10b: Mp 95-96 °C; IR (KBr): 3281 (s, NH), 2232 (m, CN), 1649 (m, C=O) cm-1; 1H NMR (CDCl3, 300 MHz): δ = 4.45 (d, J = 6.2 Hz, 2 H, NCH2), 7.20-7.27 (m, 1 H, ArH), 7.29-7.31 (m, 4 H, ArH), 7.55-7.65 (m, 3 H, ArH), 7.77 (s, 1 H, pyrazole-H), 7.79 (d, J = 9.0 Hz, 2 H, ArH), 9.18 (t, J = 6.2 Hz, 1 H, NH); 13C NMR (CDCl3, 75 MHz): δ = 43.52, 11.94, 116.90, 117.83, 125.17, 128.18, 128.68, 129.61, 131.05, 131.21, 139.03, 140.55, 148.98, 160.90; Anal. Calcd for C18H14N4O: C, 71.51; H, 4.67; N, 18.53. Found: C, 71.54; H, 4.74; N, 18.44.

20

Ritter Reaction; General Procedure A solution of cyclohexanol (4.0 mmol) and BF3·OEt2 (4.0 mmol) in chlorobenzene was stirred at r.t. for 0.5 h. Compound 10a or 10b (1.0 mmol) was added to the reaction mixture, which was heated to reflux for 72 h. The solution was neutralized with Et3N and the reaction mixture was concentrated under reduced pressure to remove chlorobenzene.
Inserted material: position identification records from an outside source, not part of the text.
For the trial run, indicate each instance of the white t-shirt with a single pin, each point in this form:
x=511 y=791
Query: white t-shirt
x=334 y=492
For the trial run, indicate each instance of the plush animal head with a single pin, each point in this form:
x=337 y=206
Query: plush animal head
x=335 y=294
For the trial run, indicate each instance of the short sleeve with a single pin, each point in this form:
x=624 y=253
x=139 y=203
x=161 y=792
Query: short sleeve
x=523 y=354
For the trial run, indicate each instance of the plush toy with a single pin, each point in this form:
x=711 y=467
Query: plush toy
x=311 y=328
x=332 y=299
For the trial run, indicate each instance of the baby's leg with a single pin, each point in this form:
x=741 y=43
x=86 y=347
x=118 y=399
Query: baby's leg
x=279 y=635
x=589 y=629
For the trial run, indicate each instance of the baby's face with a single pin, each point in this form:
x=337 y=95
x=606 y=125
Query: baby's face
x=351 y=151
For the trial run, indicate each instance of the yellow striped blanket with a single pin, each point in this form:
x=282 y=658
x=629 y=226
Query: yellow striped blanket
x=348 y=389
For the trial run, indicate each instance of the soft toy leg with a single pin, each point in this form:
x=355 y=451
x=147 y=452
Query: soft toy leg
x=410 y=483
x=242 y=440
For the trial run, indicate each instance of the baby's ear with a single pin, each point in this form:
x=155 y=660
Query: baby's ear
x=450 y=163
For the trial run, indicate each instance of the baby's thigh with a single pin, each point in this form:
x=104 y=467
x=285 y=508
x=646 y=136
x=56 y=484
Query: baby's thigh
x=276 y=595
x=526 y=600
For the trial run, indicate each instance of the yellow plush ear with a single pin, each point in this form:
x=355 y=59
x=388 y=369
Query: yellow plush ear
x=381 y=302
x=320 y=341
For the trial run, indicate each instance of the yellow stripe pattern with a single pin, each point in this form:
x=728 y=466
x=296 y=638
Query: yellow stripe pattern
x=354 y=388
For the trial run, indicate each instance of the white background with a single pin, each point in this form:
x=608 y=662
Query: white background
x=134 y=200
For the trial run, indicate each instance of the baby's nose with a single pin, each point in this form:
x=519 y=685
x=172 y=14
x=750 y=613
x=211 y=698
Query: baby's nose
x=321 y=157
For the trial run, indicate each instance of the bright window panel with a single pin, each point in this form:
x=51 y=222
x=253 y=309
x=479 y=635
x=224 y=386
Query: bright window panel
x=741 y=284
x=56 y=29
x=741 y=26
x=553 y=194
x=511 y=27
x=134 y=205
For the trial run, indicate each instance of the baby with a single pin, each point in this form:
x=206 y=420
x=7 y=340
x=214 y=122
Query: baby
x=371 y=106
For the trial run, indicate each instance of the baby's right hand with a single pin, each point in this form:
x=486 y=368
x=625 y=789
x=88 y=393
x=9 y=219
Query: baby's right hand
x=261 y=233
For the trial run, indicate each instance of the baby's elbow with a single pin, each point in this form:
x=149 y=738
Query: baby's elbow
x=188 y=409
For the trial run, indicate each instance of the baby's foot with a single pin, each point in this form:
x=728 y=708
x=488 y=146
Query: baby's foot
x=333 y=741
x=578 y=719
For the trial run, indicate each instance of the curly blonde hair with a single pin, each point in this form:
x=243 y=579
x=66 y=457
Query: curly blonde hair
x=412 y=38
The residue was dissolved in CH2Cl2 (2.0 mL) and purified by column chromatography (silica, EtOAc-hexanes, 1:4) to provide the corresponding product 11a or 11b as light-yellow solids in 76% and 70% yields, respectively.
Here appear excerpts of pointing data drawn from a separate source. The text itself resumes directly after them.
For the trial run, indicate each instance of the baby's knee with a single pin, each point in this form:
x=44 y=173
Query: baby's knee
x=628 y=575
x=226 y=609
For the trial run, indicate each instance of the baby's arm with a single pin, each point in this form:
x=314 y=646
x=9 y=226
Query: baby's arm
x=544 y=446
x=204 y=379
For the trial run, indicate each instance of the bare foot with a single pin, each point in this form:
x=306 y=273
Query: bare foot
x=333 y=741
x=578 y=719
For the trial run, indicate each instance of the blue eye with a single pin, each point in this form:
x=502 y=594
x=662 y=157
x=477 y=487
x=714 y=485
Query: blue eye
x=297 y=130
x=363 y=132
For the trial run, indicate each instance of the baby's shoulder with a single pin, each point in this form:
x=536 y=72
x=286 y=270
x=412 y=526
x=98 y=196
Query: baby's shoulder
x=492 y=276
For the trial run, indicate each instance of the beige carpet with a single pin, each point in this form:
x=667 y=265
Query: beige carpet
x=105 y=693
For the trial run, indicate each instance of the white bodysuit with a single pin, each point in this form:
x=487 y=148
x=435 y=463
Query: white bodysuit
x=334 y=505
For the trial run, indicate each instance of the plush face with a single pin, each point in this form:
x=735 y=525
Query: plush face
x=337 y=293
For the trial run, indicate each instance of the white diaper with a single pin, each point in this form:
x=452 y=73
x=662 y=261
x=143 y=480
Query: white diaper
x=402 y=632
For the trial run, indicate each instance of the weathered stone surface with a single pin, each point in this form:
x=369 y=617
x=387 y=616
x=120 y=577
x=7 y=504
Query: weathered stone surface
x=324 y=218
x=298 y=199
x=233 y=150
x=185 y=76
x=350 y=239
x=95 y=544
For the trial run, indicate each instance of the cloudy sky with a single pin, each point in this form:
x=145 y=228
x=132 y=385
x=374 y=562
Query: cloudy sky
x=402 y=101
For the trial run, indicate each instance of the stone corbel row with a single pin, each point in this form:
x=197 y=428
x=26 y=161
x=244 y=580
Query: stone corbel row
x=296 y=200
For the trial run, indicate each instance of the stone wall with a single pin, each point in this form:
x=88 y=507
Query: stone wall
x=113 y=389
11a: Mp 146-148 °C; IR (KBr); 3322 (s, NH), 2929 (m), 2852 (m), 1647 (m) cm-1; 1H NMR (CDCl3, 300 MHz): δ = 1.09-1.21 (m, 4 H), 1.33 (t, J = 6.9 Hz, 3 H, CH3), 1.52-1.73 (m, 6 H), 3.57 (m, 1 H, NCH), 4.09 (q, J = 10.1 Hz, 2 H, CH2), 4.42 (d, J = 5.9 Hz, 2 H, NCH2), 6.99 (d, J = 8.6 Hz, 2 H, ArH), 7.22 (d, J = 8.6 Hz, 2 H, ArH), 7.30 (d, J = 3.7 Hz, 4 H, ArH), 7.33 (s, 1 H, ArH), 7.36 (s, 1 H, pyrazole-H), 8.47 (d, J = 7.7 Hz, 1 H, NH), 8.89 (t, J = 5.9 Hz, 1 H, NH); 13C NMR (CDCl3, 75 MHz): δ = 15.02, 25.06, 25.55, 32.45, 42.47, 48.54, 63.88, 108.50, 114.58, 126.68, 127.15, 127.72, 128.66, 133.18, 139.35, 140.10, 146.33, 158.28, 158.72, 161.22; Anal. Calcd for C26H30N4O3: C, 69.93; H, 6.77; N, 12.55. Found: C, 69.79; H, 6.85; N, 12.40.
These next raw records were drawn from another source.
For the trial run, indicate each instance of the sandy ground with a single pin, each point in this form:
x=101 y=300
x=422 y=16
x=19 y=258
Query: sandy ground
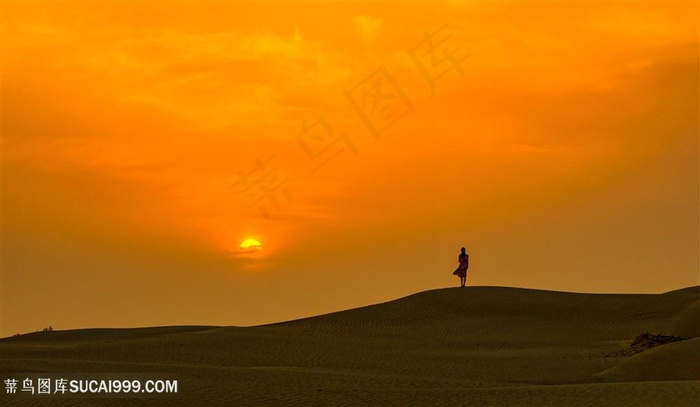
x=479 y=346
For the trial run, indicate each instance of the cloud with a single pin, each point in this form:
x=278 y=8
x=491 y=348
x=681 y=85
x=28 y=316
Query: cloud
x=368 y=27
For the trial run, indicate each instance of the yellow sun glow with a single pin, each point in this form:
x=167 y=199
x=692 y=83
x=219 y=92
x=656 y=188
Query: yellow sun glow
x=251 y=243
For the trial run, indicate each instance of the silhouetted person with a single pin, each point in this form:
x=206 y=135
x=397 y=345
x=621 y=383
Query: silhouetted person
x=461 y=271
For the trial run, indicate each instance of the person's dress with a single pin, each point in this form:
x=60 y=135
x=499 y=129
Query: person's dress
x=461 y=271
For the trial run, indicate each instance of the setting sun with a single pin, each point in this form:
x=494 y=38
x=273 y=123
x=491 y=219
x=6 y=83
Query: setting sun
x=251 y=244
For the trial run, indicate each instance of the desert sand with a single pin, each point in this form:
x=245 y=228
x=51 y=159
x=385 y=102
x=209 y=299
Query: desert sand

11b: Mp 142-143 °C; IR (KBr): 3281 (s, NH), 2927 (s), 1644 (m, C=O) cm-1; 1H NMR (CDCl3, 300 MHz): δ = 1.07-1.29 (m, 4 H), 1.53-1.75 (m, 6 H), 3.59 (m, 1 H, NCH), 4.44 (d, J = 6.1 Hz, 2 H, NCH2), 7.20-7.25 (m, 2 H, ArH), 7.30 (d, J = 4.2 Hz, 4 H, ArH), 7.42-7.46 (m, 4 H, ArH), 7.51 (s, 1 H, pyrazole-H), 8.54 (d, J = 7.8 Hz, 1 H, NH), 8.92 (t, J = 6.1 Hz, 1 H, NH); 13C NMR (CDCl3, 75 MHz): δ = 25.91, 26.39, 33.26, 43.37, 49.49, 109.67, 126.01, 128.08, 128.60, 129.56, 129.67, 130.04, 140.36, 140.86, 140.96, 147.57, 159.24, 162.10; Anal. Calcd for C24H26N4O2: C, 71.62; H, 6.51; N, 13.92. Found: C, 71.42; H, 6.60; N, 13.77.